A common concern about Brinker is the company’s lackluster revenue growth. However, investors who think small revenue growth is a major problem are missing the point. Brinker’s international franchisees are the key to future earnings growth. Using franchised restaurants doesn’t add much to the top line, but bottom-line growth can be robust. The great thing about franchised restaurants is, the corporate entity gets not only franchise fees up front, but also gets royalties on a continuing basis.
If you look at Brinker’s current quarter earnings, you’ll get an idea of the possibilities. The company reported revenue that was basically flat. However, EPS jumped 20% because franchise royalties and fees more than made up for a small decline in sales at the company-owned restaurants. Since Brinker International, Inc. (NYSE:EAT)’s overseas franchise locations saw 5.1% same-store sales growth, as the size of the company’s international locations grows, so will net income and cash flow.
What will they do with the cash?
If there is one thing that Brinker shareholders know, it’s that the company is focused on shareholder value. As the company becomes more profitable through international expansion, there are two likely places this extra cash will end up, share repurchases and dividends.

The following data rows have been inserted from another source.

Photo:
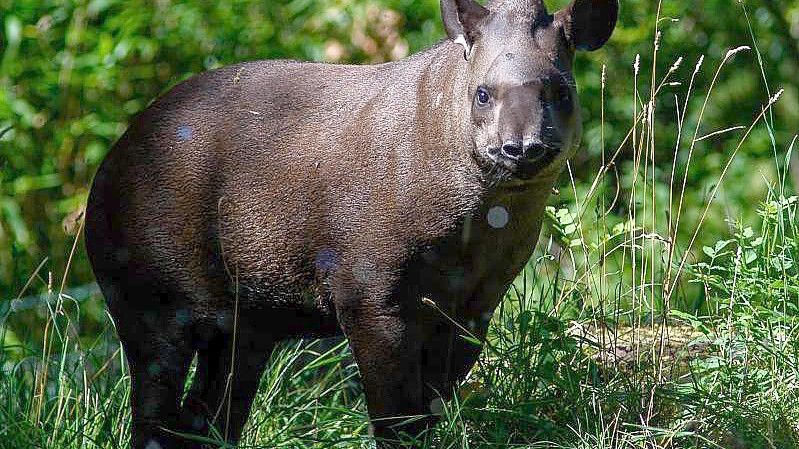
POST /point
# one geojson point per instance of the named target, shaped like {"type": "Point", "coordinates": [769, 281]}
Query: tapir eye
{"type": "Point", "coordinates": [482, 96]}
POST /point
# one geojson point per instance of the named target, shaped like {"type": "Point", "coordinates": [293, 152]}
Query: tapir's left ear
{"type": "Point", "coordinates": [588, 24]}
{"type": "Point", "coordinates": [461, 20]}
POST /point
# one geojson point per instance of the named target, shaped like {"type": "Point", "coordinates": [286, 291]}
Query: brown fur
{"type": "Point", "coordinates": [283, 199]}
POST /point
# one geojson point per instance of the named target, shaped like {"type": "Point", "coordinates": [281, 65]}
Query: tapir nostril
{"type": "Point", "coordinates": [513, 150]}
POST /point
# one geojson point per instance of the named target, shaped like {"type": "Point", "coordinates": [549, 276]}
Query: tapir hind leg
{"type": "Point", "coordinates": [159, 353]}
{"type": "Point", "coordinates": [225, 383]}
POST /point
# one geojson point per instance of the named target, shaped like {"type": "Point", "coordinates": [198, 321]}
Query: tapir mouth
{"type": "Point", "coordinates": [526, 166]}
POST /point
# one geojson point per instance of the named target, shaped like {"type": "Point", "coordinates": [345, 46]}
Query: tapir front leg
{"type": "Point", "coordinates": [386, 343]}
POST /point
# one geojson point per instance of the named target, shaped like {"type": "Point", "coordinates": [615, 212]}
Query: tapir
{"type": "Point", "coordinates": [269, 200]}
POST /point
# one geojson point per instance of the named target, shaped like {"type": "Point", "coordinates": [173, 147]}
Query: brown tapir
{"type": "Point", "coordinates": [277, 199]}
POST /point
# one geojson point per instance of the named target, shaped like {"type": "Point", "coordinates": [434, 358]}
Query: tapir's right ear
{"type": "Point", "coordinates": [461, 19]}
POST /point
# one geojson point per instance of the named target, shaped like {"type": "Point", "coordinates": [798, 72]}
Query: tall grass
{"type": "Point", "coordinates": [620, 333]}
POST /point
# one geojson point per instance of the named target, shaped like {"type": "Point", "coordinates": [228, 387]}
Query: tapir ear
{"type": "Point", "coordinates": [461, 20]}
{"type": "Point", "coordinates": [588, 24]}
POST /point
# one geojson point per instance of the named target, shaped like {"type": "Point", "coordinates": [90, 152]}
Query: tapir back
{"type": "Point", "coordinates": [252, 179]}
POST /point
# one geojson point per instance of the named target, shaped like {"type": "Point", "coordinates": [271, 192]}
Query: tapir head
{"type": "Point", "coordinates": [525, 115]}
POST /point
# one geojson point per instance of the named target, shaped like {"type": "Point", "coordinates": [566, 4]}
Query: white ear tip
{"type": "Point", "coordinates": [467, 49]}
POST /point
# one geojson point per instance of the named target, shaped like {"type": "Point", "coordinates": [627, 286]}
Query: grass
{"type": "Point", "coordinates": [622, 332]}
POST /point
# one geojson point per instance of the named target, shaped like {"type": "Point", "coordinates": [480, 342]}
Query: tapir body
{"type": "Point", "coordinates": [277, 199]}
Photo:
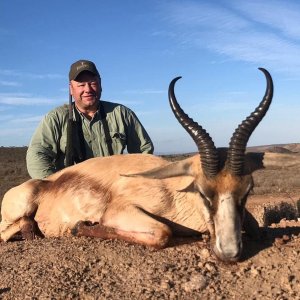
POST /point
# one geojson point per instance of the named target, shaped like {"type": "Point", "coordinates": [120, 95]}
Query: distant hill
{"type": "Point", "coordinates": [277, 148]}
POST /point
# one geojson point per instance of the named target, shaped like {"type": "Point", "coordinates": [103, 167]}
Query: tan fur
{"type": "Point", "coordinates": [138, 198]}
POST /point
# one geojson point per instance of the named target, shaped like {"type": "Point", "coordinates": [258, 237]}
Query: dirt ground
{"type": "Point", "coordinates": [85, 268]}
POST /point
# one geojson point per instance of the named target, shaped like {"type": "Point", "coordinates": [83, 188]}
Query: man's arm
{"type": "Point", "coordinates": [42, 151]}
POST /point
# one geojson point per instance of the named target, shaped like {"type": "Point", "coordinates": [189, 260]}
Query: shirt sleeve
{"type": "Point", "coordinates": [43, 148]}
{"type": "Point", "coordinates": [138, 140]}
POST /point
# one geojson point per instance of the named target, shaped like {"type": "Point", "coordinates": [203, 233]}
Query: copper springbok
{"type": "Point", "coordinates": [146, 199]}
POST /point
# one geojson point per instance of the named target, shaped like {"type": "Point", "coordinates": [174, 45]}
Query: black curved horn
{"type": "Point", "coordinates": [238, 142]}
{"type": "Point", "coordinates": [206, 147]}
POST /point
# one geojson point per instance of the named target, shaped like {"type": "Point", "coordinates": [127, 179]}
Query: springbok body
{"type": "Point", "coordinates": [143, 198]}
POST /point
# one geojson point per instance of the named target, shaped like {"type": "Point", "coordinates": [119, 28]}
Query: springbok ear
{"type": "Point", "coordinates": [180, 168]}
{"type": "Point", "coordinates": [255, 161]}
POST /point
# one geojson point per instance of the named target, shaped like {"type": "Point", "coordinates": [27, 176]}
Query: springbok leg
{"type": "Point", "coordinates": [25, 225]}
{"type": "Point", "coordinates": [131, 225]}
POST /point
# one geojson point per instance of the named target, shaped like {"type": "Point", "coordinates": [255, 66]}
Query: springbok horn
{"type": "Point", "coordinates": [206, 147]}
{"type": "Point", "coordinates": [238, 142]}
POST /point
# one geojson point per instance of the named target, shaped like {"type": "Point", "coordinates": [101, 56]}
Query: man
{"type": "Point", "coordinates": [96, 128]}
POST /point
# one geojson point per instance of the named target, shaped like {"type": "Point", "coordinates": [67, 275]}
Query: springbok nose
{"type": "Point", "coordinates": [229, 251]}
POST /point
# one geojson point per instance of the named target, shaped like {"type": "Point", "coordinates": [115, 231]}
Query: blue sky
{"type": "Point", "coordinates": [139, 46]}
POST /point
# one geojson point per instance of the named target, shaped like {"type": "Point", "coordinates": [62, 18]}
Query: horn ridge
{"type": "Point", "coordinates": [208, 152]}
{"type": "Point", "coordinates": [239, 140]}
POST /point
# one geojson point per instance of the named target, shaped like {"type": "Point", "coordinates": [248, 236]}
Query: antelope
{"type": "Point", "coordinates": [146, 199]}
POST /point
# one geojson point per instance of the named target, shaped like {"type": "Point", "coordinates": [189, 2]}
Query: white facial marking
{"type": "Point", "coordinates": [228, 228]}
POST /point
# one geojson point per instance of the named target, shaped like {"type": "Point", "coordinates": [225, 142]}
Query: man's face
{"type": "Point", "coordinates": [86, 90]}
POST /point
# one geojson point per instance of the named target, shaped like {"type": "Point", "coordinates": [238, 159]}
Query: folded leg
{"type": "Point", "coordinates": [130, 224]}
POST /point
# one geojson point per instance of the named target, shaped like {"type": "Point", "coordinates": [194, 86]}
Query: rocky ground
{"type": "Point", "coordinates": [84, 268]}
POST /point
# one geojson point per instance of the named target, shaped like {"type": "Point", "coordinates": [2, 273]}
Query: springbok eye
{"type": "Point", "coordinates": [206, 200]}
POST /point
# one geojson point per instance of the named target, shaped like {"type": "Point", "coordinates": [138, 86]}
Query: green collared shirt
{"type": "Point", "coordinates": [46, 151]}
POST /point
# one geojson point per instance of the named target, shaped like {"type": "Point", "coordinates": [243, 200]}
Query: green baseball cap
{"type": "Point", "coordinates": [80, 66]}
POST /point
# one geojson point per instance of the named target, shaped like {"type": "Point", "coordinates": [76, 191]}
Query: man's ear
{"type": "Point", "coordinates": [70, 88]}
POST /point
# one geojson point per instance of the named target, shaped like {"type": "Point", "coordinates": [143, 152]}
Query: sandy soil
{"type": "Point", "coordinates": [84, 268]}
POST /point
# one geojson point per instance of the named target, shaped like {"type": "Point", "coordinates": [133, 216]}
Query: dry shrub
{"type": "Point", "coordinates": [284, 210]}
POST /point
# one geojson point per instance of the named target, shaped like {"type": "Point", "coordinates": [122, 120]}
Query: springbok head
{"type": "Point", "coordinates": [225, 181]}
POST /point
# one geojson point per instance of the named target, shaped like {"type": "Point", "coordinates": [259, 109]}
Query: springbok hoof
{"type": "Point", "coordinates": [77, 229]}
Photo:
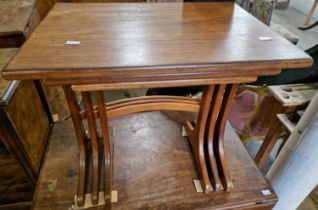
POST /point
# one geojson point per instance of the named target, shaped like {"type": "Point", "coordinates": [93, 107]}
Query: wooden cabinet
{"type": "Point", "coordinates": [24, 131]}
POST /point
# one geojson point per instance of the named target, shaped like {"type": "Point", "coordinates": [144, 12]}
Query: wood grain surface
{"type": "Point", "coordinates": [15, 15]}
{"type": "Point", "coordinates": [153, 169]}
{"type": "Point", "coordinates": [5, 56]}
{"type": "Point", "coordinates": [134, 39]}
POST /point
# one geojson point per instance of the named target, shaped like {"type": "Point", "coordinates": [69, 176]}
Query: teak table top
{"type": "Point", "coordinates": [142, 39]}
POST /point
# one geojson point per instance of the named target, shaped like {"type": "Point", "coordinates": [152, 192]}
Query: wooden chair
{"type": "Point", "coordinates": [290, 99]}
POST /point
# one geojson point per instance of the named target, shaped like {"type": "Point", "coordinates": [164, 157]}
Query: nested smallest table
{"type": "Point", "coordinates": [119, 46]}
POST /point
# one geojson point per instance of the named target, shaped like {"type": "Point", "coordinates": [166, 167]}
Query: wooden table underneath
{"type": "Point", "coordinates": [89, 48]}
{"type": "Point", "coordinates": [160, 178]}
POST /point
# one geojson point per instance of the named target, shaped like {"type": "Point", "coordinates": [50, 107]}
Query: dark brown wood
{"type": "Point", "coordinates": [228, 97]}
{"type": "Point", "coordinates": [81, 141]}
{"type": "Point", "coordinates": [160, 47]}
{"type": "Point", "coordinates": [160, 178]}
{"type": "Point", "coordinates": [95, 145]}
{"type": "Point", "coordinates": [18, 22]}
{"type": "Point", "coordinates": [21, 151]}
{"type": "Point", "coordinates": [139, 104]}
{"type": "Point", "coordinates": [148, 45]}
{"type": "Point", "coordinates": [214, 112]}
{"type": "Point", "coordinates": [197, 139]}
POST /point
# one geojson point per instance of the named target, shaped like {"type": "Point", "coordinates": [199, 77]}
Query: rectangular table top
{"type": "Point", "coordinates": [163, 38]}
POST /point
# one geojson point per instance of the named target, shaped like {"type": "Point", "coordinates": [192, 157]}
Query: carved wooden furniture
{"type": "Point", "coordinates": [151, 45]}
{"type": "Point", "coordinates": [160, 178]}
{"type": "Point", "coordinates": [24, 130]}
{"type": "Point", "coordinates": [288, 99]}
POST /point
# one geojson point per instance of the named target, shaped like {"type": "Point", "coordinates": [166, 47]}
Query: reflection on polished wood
{"type": "Point", "coordinates": [216, 45]}
{"type": "Point", "coordinates": [160, 178]}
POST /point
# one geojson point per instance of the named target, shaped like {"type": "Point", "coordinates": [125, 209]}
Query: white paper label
{"type": "Point", "coordinates": [266, 192]}
{"type": "Point", "coordinates": [72, 42]}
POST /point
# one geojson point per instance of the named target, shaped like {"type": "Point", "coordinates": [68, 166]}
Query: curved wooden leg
{"type": "Point", "coordinates": [95, 146]}
{"type": "Point", "coordinates": [214, 112]}
{"type": "Point", "coordinates": [228, 97]}
{"type": "Point", "coordinates": [81, 140]}
{"type": "Point", "coordinates": [197, 138]}
{"type": "Point", "coordinates": [107, 148]}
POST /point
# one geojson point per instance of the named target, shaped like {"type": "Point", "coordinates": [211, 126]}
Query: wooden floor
{"type": "Point", "coordinates": [153, 169]}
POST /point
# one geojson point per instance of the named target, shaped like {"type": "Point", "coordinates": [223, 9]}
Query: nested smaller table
{"type": "Point", "coordinates": [89, 48]}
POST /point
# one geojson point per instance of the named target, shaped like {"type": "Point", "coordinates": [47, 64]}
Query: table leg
{"type": "Point", "coordinates": [81, 140]}
{"type": "Point", "coordinates": [95, 145]}
{"type": "Point", "coordinates": [214, 112]}
{"type": "Point", "coordinates": [228, 97]}
{"type": "Point", "coordinates": [107, 148]}
{"type": "Point", "coordinates": [197, 138]}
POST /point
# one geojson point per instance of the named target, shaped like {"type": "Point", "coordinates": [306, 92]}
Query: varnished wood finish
{"type": "Point", "coordinates": [24, 130]}
{"type": "Point", "coordinates": [95, 145]}
{"type": "Point", "coordinates": [108, 153]}
{"type": "Point", "coordinates": [18, 21]}
{"type": "Point", "coordinates": [167, 81]}
{"type": "Point", "coordinates": [214, 112]}
{"type": "Point", "coordinates": [139, 104]}
{"type": "Point", "coordinates": [159, 36]}
{"type": "Point", "coordinates": [160, 178]}
{"type": "Point", "coordinates": [219, 134]}
{"type": "Point", "coordinates": [148, 45]}
{"type": "Point", "coordinates": [81, 141]}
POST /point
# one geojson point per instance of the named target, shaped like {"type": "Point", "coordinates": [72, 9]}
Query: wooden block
{"type": "Point", "coordinates": [294, 94]}
{"type": "Point", "coordinates": [88, 201]}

Shareholders in Darden Restaurants, Inc. (NYSE:DRI) are staring down the barrel of the opposite side of this coin. Darden Restaurants, Inc. (NYSE:DRI) is saddled with a heavy debt load, and poor performance. To make things worse, the company is issuing shares to help offset their cash flow issues. With shares up 0.46% in the last year, this mirrors a challenge being faced at Buffalo Wild Wings (NASDAQ:BWLD). This chain is issuing shares to help the company expand, and reward officers, but cash flow has been inconsistent or non-existent.
On the other side of the coin are Texas Roadhouse and Brinker. Each of these companies pays a yield of about 2.1%, and they are both committed to retiring shares. However, the level of share repurchases couldn’t be any different. Whereas Texas Roadhouse Inc (NASDAQ:TXRH) retired 0.35% of their shares in the last year, Brinker retired over 8% of their diluted share count.
Another difference between these two companies is their dividend payout ratios. If you look at each company’s core free cash flow (net income + depreciation – capital expenditures), you can see that Brinker is in a superior position to raise their dividend in the future. Texas Roadhouse Inc (NASDAQ:TXRH) used 55% of their free cash flow to pay dividends while Brinker only used about 36% of their free cash flow.
What should you do next?
Looking at the relative value of each of the aforementioned companies, it’s hard to argue with Brinker as a solid investment choice. Darden Restaurants, Inc. (NYSE:DRI) is struggling with negative same-store sales at all of its major chains. Buffalo Wild Wings is growing revenue, but on a quarter-to-quarter basis might deliver 20% EPS growth followed by a 10% EPS decline. When you add in the fact that Buffalo Wild Wings (NASDAQ:BWLD) has relatively little free cash flow, I have a hard time recommending the stock.
Texas Roadhouse Inc (NASDAQ:TXRH) could be a good value, but with shares trading for more than 20 times projected earnings, the company will have to beat estimates of a 13.67% growth rate to be a good deal. Investors who get the Brinker story, understand that new international restaurants will drive earnings. The company will likely put this extra cash to work retiring more shares and paying a higher dividend. If you are looking for growth and income, look no further than Brinker. Just because the market is missing this opportunity, doesn’t mean you should make the same mistake.